2. The system of claim 1, wherein:
the adaptation processing unit, sets the flag to “1” in models in which adaptation is executed by the speaker's designation and sets the flag to “0” in models in which adaptation is not executed.
3. The system of claim 1, wherein:
the multi adaptive model, is constituted by independent model for each speaker, independent adaptive models for voice colors, and independent adaptive models grouping speakers having a similar feature and the voice is adapted and stored in each independent model for each feature according to speakers' designations.
4. A system of voice recognition, the system comprising:
a feature extracting unit extracting feature vectors required for voice recognition from an inputted voice of a speaker;
a model determining unit sequentially selecting only models in which flags are set to adaptation from a multi adaptive model;
a similarity calculating unit extracting a model having the maximum similarity by calculating similarity between the feature vectors extracted from the inputted voice of the speaker and an adaptive values stored in the selected models; and
a voice recognizing unit executing voice recognition through decoding adopting the adaptive value stored in the model having the maximum similarity and a value stored in a model set through study.
5. The system of claim 4, wherein:
the similarity calculating unit,
calculates similarity between the feature vectors extracted from the inputted voice of the speaker and the adaptive values stored in the selected models by considering both quantitative variation and directional changes.
6. The system of claim 4, wherein:
the voice recognizing unit applies data values of a dictionary model and a grammar model set through study during decoding for voice recognition.
7. The system of claim 4, wherein:
the model determining unit
sequentially selects only speaker identification models in which flags are set from the multi adaptive model and applies the selected models to be applied to the similarity calculation.
8. The system of claim 4, wherein:
the model determining unit,
sequentially selects only voice color models in which flags are set from the multi adaptive model and applies the selected models to be applied to the similarity calculation.

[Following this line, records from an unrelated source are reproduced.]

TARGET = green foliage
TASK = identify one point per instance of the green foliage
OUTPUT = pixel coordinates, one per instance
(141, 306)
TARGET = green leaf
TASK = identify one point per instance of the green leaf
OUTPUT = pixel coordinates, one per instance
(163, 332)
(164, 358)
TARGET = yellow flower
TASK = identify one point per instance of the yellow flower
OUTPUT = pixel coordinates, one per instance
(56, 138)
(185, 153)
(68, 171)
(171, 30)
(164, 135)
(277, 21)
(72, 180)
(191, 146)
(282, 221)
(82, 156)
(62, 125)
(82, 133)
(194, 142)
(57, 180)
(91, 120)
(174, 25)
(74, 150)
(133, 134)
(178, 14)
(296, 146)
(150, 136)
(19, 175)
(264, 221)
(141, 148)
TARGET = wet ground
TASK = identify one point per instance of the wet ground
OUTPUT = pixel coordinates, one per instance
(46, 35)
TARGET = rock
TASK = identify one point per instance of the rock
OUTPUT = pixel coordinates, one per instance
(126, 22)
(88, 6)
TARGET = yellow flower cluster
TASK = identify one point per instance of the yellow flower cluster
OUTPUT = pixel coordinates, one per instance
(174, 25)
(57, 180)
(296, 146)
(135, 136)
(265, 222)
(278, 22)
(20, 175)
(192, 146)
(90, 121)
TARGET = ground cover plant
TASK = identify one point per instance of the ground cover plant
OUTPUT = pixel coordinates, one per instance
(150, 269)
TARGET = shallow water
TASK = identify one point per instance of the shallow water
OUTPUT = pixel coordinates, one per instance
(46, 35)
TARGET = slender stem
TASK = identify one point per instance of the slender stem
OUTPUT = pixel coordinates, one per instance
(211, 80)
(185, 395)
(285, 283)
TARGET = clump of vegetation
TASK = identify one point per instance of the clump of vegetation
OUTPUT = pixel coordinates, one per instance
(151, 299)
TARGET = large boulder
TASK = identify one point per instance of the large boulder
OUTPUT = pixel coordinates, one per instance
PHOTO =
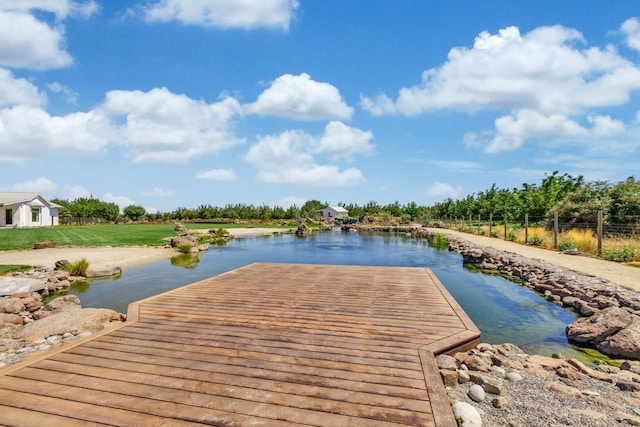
(191, 239)
(70, 321)
(625, 343)
(302, 230)
(15, 285)
(600, 326)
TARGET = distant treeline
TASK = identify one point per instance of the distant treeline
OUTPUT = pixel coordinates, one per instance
(575, 200)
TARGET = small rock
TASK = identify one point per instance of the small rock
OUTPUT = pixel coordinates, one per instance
(564, 389)
(489, 383)
(631, 365)
(476, 393)
(513, 376)
(499, 402)
(498, 371)
(449, 377)
(463, 376)
(478, 362)
(621, 417)
(445, 361)
(628, 385)
(466, 415)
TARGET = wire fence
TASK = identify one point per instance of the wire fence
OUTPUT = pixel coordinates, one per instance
(527, 229)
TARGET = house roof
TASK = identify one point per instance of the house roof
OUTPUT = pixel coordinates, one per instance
(19, 198)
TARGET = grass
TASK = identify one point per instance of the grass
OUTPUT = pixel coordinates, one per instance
(78, 268)
(98, 235)
(614, 249)
(10, 268)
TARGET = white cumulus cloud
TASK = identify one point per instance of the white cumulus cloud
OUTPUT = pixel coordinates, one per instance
(287, 202)
(545, 69)
(512, 130)
(217, 175)
(551, 82)
(301, 98)
(286, 159)
(70, 95)
(162, 126)
(26, 42)
(342, 141)
(243, 14)
(631, 29)
(38, 185)
(15, 91)
(28, 132)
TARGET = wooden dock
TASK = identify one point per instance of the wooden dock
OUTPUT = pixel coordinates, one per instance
(266, 344)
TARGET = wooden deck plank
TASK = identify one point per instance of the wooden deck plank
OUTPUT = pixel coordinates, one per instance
(266, 344)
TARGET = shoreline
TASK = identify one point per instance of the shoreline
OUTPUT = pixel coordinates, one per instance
(108, 257)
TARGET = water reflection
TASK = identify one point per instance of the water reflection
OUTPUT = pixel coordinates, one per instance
(503, 311)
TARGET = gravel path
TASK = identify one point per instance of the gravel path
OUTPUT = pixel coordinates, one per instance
(626, 276)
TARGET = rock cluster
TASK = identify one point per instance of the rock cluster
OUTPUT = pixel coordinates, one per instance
(611, 313)
(500, 385)
(190, 239)
(27, 325)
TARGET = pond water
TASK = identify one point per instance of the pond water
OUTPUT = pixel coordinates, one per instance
(502, 310)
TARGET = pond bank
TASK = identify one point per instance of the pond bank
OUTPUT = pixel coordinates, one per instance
(611, 313)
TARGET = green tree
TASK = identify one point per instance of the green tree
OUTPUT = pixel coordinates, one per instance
(134, 212)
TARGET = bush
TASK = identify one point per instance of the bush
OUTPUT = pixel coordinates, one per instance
(439, 241)
(566, 246)
(535, 241)
(582, 239)
(184, 248)
(78, 268)
(618, 255)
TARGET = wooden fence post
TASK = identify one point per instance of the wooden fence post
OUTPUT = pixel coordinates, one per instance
(505, 227)
(600, 231)
(555, 230)
(490, 223)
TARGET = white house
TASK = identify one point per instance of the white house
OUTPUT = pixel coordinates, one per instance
(27, 210)
(334, 212)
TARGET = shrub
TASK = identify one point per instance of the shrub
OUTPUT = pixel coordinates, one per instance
(536, 241)
(184, 248)
(78, 268)
(565, 246)
(619, 255)
(582, 239)
(439, 241)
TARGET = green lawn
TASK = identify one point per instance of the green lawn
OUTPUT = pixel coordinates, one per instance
(95, 235)
(100, 235)
(10, 268)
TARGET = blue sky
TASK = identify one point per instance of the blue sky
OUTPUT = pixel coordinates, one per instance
(178, 103)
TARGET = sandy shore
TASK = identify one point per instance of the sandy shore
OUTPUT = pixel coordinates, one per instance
(106, 257)
(130, 257)
(626, 276)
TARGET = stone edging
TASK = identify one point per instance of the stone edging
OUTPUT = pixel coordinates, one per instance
(611, 313)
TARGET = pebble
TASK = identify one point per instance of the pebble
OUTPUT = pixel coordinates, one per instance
(476, 393)
(466, 415)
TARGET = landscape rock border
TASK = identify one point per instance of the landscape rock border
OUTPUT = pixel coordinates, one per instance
(610, 313)
(500, 385)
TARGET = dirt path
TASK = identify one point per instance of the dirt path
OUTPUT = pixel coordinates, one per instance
(626, 276)
(100, 258)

9. The system of claim 4, wherein:
the similarity calculating unit,
uses only information regarding sound pressure and inclination in similarity calculation with the voice models
10. The system of claim 4, wherein:
the similarity calculating unit calculates similarity between an input voice and a model by performing dynamic time warping with respect to a feature vector up to a keyword from the input voice in the case in which the same keyword is located at a foremost part of a voice command.

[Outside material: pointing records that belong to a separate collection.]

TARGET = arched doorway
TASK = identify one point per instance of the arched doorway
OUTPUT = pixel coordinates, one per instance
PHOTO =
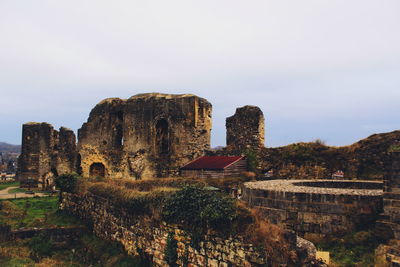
(162, 136)
(97, 169)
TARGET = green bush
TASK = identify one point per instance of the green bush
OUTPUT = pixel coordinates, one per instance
(252, 161)
(41, 246)
(199, 209)
(171, 254)
(67, 182)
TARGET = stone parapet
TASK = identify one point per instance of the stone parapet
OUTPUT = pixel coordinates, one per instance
(138, 236)
(315, 208)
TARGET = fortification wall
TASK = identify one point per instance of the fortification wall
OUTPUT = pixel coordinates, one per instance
(314, 210)
(389, 223)
(145, 136)
(45, 153)
(139, 235)
(245, 129)
(111, 223)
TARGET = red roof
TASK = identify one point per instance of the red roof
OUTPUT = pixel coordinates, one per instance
(211, 163)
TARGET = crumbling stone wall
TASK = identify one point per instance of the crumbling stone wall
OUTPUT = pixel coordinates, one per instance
(45, 153)
(389, 223)
(245, 129)
(144, 136)
(113, 223)
(316, 208)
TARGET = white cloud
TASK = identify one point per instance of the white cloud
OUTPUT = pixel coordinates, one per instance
(305, 61)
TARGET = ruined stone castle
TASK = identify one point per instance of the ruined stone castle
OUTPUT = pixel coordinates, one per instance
(145, 136)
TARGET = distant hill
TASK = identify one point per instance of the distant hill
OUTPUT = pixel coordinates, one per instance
(4, 147)
(363, 160)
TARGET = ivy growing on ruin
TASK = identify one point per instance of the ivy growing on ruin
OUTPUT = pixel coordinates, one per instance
(171, 253)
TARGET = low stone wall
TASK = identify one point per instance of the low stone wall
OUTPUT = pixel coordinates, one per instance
(59, 234)
(139, 236)
(389, 221)
(315, 208)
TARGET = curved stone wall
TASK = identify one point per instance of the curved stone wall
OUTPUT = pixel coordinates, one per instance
(315, 208)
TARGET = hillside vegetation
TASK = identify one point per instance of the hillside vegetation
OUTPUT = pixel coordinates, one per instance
(362, 160)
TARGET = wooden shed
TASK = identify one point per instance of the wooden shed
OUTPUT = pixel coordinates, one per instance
(215, 167)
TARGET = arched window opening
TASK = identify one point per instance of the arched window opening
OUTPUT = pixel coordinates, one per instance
(118, 137)
(162, 136)
(97, 169)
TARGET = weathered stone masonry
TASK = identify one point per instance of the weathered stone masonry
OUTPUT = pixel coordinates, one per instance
(245, 129)
(112, 223)
(315, 208)
(145, 136)
(46, 153)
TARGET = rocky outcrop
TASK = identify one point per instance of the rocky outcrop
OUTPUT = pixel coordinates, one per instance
(362, 160)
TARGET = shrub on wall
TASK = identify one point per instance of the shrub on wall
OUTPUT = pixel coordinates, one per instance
(200, 209)
(67, 182)
(171, 253)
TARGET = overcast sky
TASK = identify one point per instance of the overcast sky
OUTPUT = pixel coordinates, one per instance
(327, 69)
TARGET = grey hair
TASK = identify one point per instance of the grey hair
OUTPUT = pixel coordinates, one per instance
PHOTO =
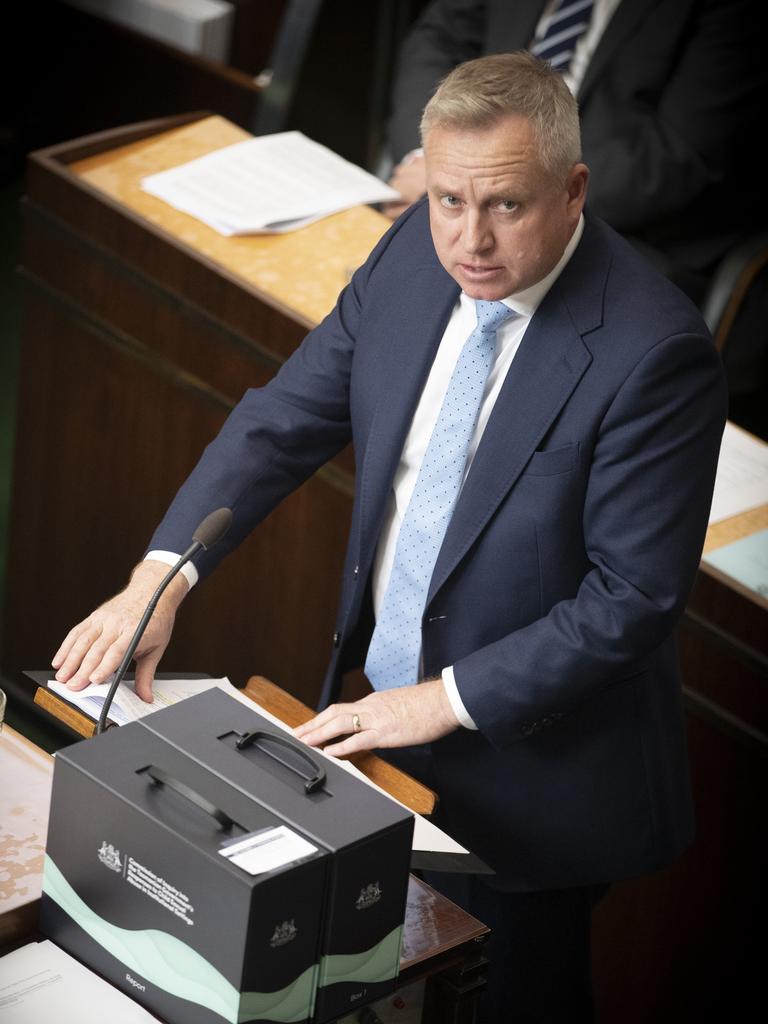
(478, 93)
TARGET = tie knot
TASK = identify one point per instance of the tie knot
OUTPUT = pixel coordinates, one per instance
(492, 314)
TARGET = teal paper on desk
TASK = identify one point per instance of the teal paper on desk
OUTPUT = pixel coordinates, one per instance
(744, 560)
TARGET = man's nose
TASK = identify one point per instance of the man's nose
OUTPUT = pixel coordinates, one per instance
(476, 236)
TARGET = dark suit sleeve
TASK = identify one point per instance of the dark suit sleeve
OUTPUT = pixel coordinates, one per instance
(657, 139)
(448, 33)
(278, 435)
(645, 514)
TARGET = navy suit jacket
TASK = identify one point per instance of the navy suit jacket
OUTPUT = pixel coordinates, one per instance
(567, 560)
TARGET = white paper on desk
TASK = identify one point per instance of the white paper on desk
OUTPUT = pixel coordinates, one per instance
(269, 184)
(741, 481)
(41, 982)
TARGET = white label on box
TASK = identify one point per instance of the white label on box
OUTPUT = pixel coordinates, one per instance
(267, 849)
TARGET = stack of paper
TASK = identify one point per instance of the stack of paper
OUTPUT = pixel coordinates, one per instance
(41, 982)
(268, 184)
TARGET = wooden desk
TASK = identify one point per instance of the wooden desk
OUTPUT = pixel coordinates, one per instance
(141, 329)
(27, 774)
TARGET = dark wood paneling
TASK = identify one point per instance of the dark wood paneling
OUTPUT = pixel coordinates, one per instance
(684, 944)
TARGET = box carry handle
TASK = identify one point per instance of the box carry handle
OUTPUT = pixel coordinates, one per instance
(162, 777)
(310, 784)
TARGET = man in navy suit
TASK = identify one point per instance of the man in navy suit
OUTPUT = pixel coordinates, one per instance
(543, 705)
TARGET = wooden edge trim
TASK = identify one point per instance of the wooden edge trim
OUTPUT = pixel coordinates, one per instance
(75, 719)
(745, 279)
(293, 712)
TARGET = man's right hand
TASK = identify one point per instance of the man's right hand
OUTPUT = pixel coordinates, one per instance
(94, 648)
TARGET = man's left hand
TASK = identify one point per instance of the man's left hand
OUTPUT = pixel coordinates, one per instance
(404, 716)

11. A method of multi model adaptation, the method comprising:
selecting any one model designated by a speaker;
extracting a feature vector used in a voice model from an inputted voice of the speaker; and
adapting the extracted feature vector by using a predetermined pronunciation information model and a predetermined basic voice model and thereafter, storing the corresponding feature vector in a model designated by the speaker among the plurality of models and setting a flag indicating whether adaptation is executed.
12. The method of claim 11, wherein:
only the voice of the speaker is adapted and stored in the model selected by speaker's designation and is not superimposed on adaptive models of other speakers.
13. The method of claim 11, wherein:
a flag is set to “1” in a model in which adaptation is executed and the flag is set to “0” in an initial model in which adaptation is not executed.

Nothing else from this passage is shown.